In the wake of the by-elections the Tories are abandoning any pretence of ‘green’ policies at the behest of the tabloids and the far right. Rishi Sunak has scaled back previous commitments to achieve net zero carbon emissions by 2050, stating instead that the response of governments to the climate crisis needs to be “proportionate and pragmatic” – of course, from the perspective of capitalist profits, not long term environmental sustainability or human survival. Grant Shapps, the government’s ‘Secretary of State for Energy Security and Net Zero’, has stated that he plans to ‘max out’ North Sea oil.

The Labour Party are also blaming their defeat in Uxbridge on Khan’s extension of the low emissions zone, demonstrating their complete abdication of the fight to ensure a sustainable future for humanity. Meanwhile, the Earth burns. This demonstrates the Utopianism inherent in JSO’s strategy. Even if one of the pro-capitalist parties were convinced to ‘Just Stop Oil’, they could renege at any time or have any changes they did manage to make reversed by the next party to take power.
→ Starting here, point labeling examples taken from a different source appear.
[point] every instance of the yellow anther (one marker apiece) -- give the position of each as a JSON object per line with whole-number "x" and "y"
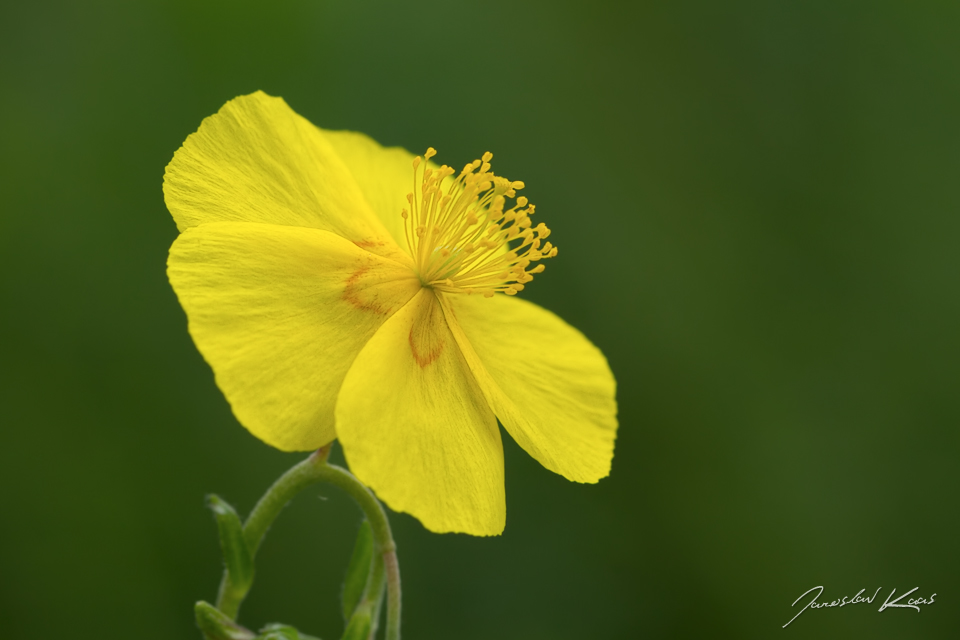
{"x": 463, "y": 235}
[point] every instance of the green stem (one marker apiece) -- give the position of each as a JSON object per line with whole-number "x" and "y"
{"x": 310, "y": 471}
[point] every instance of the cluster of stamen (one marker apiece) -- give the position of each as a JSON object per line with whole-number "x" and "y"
{"x": 462, "y": 238}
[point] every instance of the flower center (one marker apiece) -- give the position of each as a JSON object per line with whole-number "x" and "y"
{"x": 462, "y": 238}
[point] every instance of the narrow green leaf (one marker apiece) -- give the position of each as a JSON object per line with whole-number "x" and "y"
{"x": 236, "y": 555}
{"x": 360, "y": 624}
{"x": 277, "y": 631}
{"x": 358, "y": 571}
{"x": 217, "y": 626}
For a working class environmental movement!

The recent grassroots conference “We Make Tomorrow” which took place in Manchester demonstrates the road forward – through the trade unions and the working class. While raising crucial issues for the environmental movement, including the need for trade unions to support environmentalist demands and ensuring a just transition for workers in polluting industries, these are merely first steps on the road to solving the crisis.

The only social force in existence which is capable of resolving the crisis is the global working class. By organising itself and using its industrial muscle to gain control over the mechanisms of production, the proletariat can establish a democratically controlled, sustainable plan of production in the interest of human society and nature as a whole. This would require establishing a rational and sustainable metabolism between natural conditions and the needs of human civilisation.

It is the urgent duty of revolutionary communists to form an organisation capable of leading the proletarian struggle for the overthrow of capitalism and its replacement with an alternative system of production, which produces for the needs of society and nature rather than capitalist profits. Such an organisation can only be a revolutionary party, organised on the principle of democratic centralism and revolutionary discipline.

If the working class fails to take leadership of this struggle, the environmental crisis, and the mass migration and economic destruction it causes, will drive a desperate population into the hands of the far right and fascist forces. The call for a revolutionary party is therefore no abstract demand, but an urgent and burning mission for all those engaged in environmental activism or the working class movement.

Global humanity as a whole is faced with a choice – the reorganisation of production on a sustainable, democratic basis via a socialist revolution; or a collapse into fascism, barbarism and ultimately extinction.

The struggle against the ecological crisis is therefore one and the same as the fight for a global socialist revolution, which will overthrow the existing anarchy of capitalist production and create a democratically planned economy, conducting rational, sustainable production in the interests of humanity as a whole (which includes preserving the possibility of life on earth). In the planned economy, workers currently in polluting industries will be retrained and redeployed to assist with constructing the socialist society on a sustainable basis. This construction must also include the cancellation of all ‘debts’ supposedly owed to global imperialism by the exploited semi-colonies, and a massive programme of technological investment to create a sustainable future for these countries.